The Hurting Kind: An Unprecedented Triumph

Ameya Ilangovan-Arya, Freelance writer

     In her latest poetry collection, The Hurting Kind, Ada Limón leads her readers through a springtime of hope and growth, a summer of desire and pain, a fall of melancholia and loneliness, and a winter of reflection and remembrance, in a life-changing journey through the natural world — and human nature. Using everyday encounters to express raw emotions, she is whimsical and survivalist like a groundhog, vibrant like a New Mexico whiptail, half-destroyed and still living like a madrone tree.

     Limon seduces readers with lush imagery, creative personification, and parallelism, writing emotionally impactful and brilliantly structured poems with sudden twists and turns of phrase. Although her poems express raw, pure emotion — Invasive specifically will knock the wind out of you — they follow a careful formula. Her strategy: a sequence of concrete and descriptive detail, personification of flora or fauna, a jaw-dropping personal anecdote, and, finally, a powerful, abstract, mysterious conclusion that connects back to the beginning. 

     Now and then, a phrase will jump from the page as she speculates on life (“What good is accuracy amidst the perpetual scattering that unspools the world”), ponders memory (“…is it time that moves in me now?”), or preemptively mourns (“…to say I weep is untrue / weep is too musical a word”), bedazzling readers with her unique perspective.

     Exactly halfway through the book, in her poem Calling Things What They Are, she admits to the reader that, like many young, tortured artists, she “thought suffering kept things interesting” yet implies that suffering is mundane compared to the myriad beautiful plants and animals that we share our world with and the significance that we project onto them. 
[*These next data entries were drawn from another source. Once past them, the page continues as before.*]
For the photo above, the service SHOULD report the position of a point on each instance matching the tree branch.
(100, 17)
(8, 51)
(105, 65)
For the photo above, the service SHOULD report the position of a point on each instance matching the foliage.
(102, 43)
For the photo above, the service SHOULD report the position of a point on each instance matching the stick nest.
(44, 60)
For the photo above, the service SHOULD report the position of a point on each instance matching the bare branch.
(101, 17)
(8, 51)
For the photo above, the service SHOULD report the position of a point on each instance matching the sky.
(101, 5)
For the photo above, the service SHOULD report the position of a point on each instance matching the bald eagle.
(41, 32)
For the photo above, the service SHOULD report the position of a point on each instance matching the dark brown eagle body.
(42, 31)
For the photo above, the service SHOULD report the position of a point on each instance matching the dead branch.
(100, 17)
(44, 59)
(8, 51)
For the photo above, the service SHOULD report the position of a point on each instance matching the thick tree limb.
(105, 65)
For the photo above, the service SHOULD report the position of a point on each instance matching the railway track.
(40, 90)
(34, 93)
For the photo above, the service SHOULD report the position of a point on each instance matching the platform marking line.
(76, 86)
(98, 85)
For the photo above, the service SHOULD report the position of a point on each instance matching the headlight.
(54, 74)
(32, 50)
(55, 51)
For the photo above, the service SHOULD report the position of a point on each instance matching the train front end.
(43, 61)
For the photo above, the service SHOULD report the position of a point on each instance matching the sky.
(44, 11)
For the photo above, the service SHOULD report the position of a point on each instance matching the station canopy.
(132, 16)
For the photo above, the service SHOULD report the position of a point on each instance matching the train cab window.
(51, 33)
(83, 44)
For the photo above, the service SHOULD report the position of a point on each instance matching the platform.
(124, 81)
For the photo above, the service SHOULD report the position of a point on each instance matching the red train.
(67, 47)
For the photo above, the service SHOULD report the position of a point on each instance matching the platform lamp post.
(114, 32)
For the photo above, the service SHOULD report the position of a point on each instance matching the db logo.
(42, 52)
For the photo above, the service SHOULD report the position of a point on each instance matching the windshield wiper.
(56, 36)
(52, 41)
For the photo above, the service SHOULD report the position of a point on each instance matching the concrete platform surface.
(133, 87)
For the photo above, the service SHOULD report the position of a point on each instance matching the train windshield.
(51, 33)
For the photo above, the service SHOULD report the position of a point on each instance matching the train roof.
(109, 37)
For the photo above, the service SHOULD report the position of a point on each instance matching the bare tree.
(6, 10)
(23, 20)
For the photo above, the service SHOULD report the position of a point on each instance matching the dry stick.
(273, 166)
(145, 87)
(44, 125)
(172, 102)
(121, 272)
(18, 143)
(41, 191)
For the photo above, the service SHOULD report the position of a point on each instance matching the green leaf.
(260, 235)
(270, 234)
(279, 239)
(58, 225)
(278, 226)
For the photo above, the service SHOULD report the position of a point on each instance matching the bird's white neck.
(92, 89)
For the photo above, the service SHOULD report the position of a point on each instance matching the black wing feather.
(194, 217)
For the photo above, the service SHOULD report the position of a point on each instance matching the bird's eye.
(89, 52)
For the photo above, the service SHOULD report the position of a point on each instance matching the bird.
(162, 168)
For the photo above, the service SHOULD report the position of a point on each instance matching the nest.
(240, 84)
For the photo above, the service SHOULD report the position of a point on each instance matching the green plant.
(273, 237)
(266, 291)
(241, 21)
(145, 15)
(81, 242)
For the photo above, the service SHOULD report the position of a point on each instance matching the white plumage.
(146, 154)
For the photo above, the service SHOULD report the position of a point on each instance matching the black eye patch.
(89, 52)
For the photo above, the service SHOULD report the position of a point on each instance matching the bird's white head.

     She takes the time to acknowledge the plants and animals she encounters, questioning the ideals she projects onto them and learning their names — she always deals in specifics. Not just a tree, but an American linden; not just a yellow flower, but a fig buttercup; not just a lizard, but a New Mexico whiptail. By recognizing their discrete identities, she expresses respect for the natural world and writes profound and specific metaphors. 

     Writing: a form of expression, of communication, of catharsis and healing. In this unique volume, a thin yet bursting 100 pages, Limón takes an unflinching look at the suffering in her life and turns away from it; she instead chooses to write her poems about joy. Through nature, she combines visceral pain with joyful healing in a new perspective that is sorely needed.

     In times of darkness, nihilism is the default, leading countless skilled writers and artists to eloquently express their pain and hopelessness. What sets Ada Limón’s The Hurting Kind apart is that she chooses not to dwell on heartbreak, although she acknowledges the unavoidable pain and difficulties that she has faced; instead, she chooses to embrace what gives her joy.